Former US drone operator Brandon Bryant says that he risks being killed by the US government if he decides to return to his country.
“They could kill me if they want to, but when I go back home, I’m homeless, like I’m a disabled homeless veteran. I have no income. I’m nothing,” he told in an exclusive interview with Press TV.
Bryant, who has operated drones from different US bases and flown them over several countries, attended a panel debate in Oslo which was followed by an exclusive pre-screening of a documentary about US drones.
The Norwegian-produced documentary, DRONE, is the latest film on the US covert drone war and will be released this month.
The documentary, which features Bryant and a human rights lawyer from Pakistan, shows how the US Army uses video games as tools to recruit young people at gaming conventions.
For about a decade, the United States has been running assassination drone programs in several countries.

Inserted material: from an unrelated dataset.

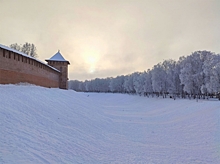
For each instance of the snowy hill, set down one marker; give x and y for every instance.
(41, 125)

The assassination drone strikes often result in civilian casualties.
Pakistani lawyer Shahzad Akbar is representing families of drone victims and survivors.
Akbar has filed charges of war crimes against the Central Intelligence Agency and has succeeded in getting a Pakistani court to rule the CIA drone strikes as illegal.
The US administration claims that its unmanned aircraft attacks target al-Qaeda militants, but local sources say civilians have been the main victims of the non-UN-sanctioned airstrikes.